The other day I lay down to watch the cloud channel, and I saw the most interesting show. A woman with long wavy hair was wearing one of those Jackie Kennedy hats with the big brim curled up, with a long translucent ribbon tied around it, which waved in the breezes behind her. She was looking up, higher into the sky, as if expecting something wonderful.

I closed my eyes to watch the woman some more, the rest of her outfit, her smile and eyes, and what she might be waiting for. When I opened my eyes, she was gone, of course. Actually I could still see where she had been, but now she had been transformed into a grimacing sock monkey.

The cloud channel has several advantages over regular TV. First off, you don’t have to choose between rabbit ears or taking out a mortgage to fund a dish or cable package or whatever. It’s free, and whether it’s on or not is completely beyond your control. Here in Seattle, it’s broadcast more often than many places. Move here, if you want to watch a lot. If it’s not on, you must do other things. The laundry, grocery shop, whatever. But if it’s on, you can postpone chores and lie down and watch it.

It’s very relaxing. One reason for this is that there are no ads. Not even the things on public television that are just like ads except shorter and more boring. No one tries to sell you anything at all on the cloud channel. So you can just relax, and enjoy the show. It’s been proven that ten minutes of the cloud channel is more relaxing than a whole night of TV.

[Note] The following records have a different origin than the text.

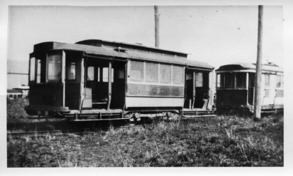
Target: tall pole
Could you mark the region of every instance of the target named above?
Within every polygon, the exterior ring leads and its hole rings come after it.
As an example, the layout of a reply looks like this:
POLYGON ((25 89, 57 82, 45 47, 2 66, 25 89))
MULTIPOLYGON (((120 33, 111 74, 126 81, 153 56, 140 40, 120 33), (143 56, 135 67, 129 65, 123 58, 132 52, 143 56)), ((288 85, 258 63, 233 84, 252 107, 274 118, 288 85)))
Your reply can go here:
POLYGON ((159 9, 158 6, 155 6, 155 46, 158 48, 160 45, 159 37, 159 9))
POLYGON ((256 60, 256 71, 255 77, 255 90, 254 93, 254 120, 260 120, 261 109, 261 57, 262 48, 262 15, 263 6, 258 6, 258 30, 257 38, 257 58, 256 60))

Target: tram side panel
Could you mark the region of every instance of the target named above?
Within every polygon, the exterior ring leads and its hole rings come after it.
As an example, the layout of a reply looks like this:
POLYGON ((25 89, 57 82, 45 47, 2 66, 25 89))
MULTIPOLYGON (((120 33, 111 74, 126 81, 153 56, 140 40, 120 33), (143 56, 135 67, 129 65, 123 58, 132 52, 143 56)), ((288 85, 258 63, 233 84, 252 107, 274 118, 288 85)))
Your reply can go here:
POLYGON ((128 68, 127 108, 182 108, 183 66, 131 60, 128 68))

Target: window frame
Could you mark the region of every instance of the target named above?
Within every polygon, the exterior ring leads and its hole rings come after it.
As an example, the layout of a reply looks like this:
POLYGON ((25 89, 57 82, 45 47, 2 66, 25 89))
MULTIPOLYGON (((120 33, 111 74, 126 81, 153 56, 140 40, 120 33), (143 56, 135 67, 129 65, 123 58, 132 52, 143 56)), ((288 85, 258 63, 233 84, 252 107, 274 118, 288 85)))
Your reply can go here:
POLYGON ((66 64, 66 75, 65 75, 65 79, 66 80, 69 80, 69 81, 74 81, 76 80, 76 61, 68 61, 68 64, 66 64), (69 79, 68 78, 68 73, 70 73, 69 72, 69 67, 68 67, 69 65, 70 66, 70 68, 71 68, 71 65, 72 65, 72 63, 74 63, 74 70, 75 70, 75 73, 74 73, 74 79, 69 79))
POLYGON ((46 54, 46 82, 62 82, 62 72, 63 72, 63 70, 64 69, 63 67, 63 64, 65 64, 63 63, 63 57, 64 57, 63 54, 65 54, 65 53, 63 53, 64 51, 59 51, 59 50, 55 50, 55 51, 49 51, 46 54), (60 69, 60 79, 49 79, 49 56, 50 55, 60 55, 60 67, 61 67, 61 69, 60 69))
POLYGON ((127 83, 131 83, 131 84, 145 84, 145 85, 165 85, 165 86, 184 86, 185 83, 185 67, 183 65, 176 65, 176 64, 167 64, 165 63, 161 63, 158 62, 152 62, 149 61, 144 61, 144 60, 130 60, 128 63, 127 63, 127 83), (144 79, 143 81, 134 81, 132 80, 130 78, 130 73, 131 73, 131 62, 139 62, 143 64, 143 68, 144 68, 144 71, 143 71, 143 76, 144 79), (152 63, 157 64, 158 65, 158 81, 157 82, 148 82, 146 81, 146 63, 152 63), (161 65, 166 65, 171 66, 171 75, 170 75, 170 79, 171 82, 170 83, 162 83, 160 82, 160 67, 161 65), (182 67, 183 69, 183 75, 182 79, 183 81, 182 83, 181 84, 176 84, 174 83, 173 81, 173 67, 174 66, 178 66, 180 67, 182 67))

But the kids, you say, what about the kids? They will never settle for one channel, and even if they did it wouldn’t be the cloud channel. Kids, it turns out, are actually big fans of not only the cloud channel but also the star channel and the grass channel. In fact, I learned about a channel the other day from the kid next door. The worm channel.

And if you look closely, you’ll find something on the cloud channel to please everybody, a real diversity of tastes. Once I saw Bullwinkle humping Whinny the Pooh, as Crusty the Clown looked on. Oh, that’s right. I should mention that there’s no rating, and no parental controls. No controls at all, remote or FCC-enforced. TV for those who hate control. The Cloud Channel.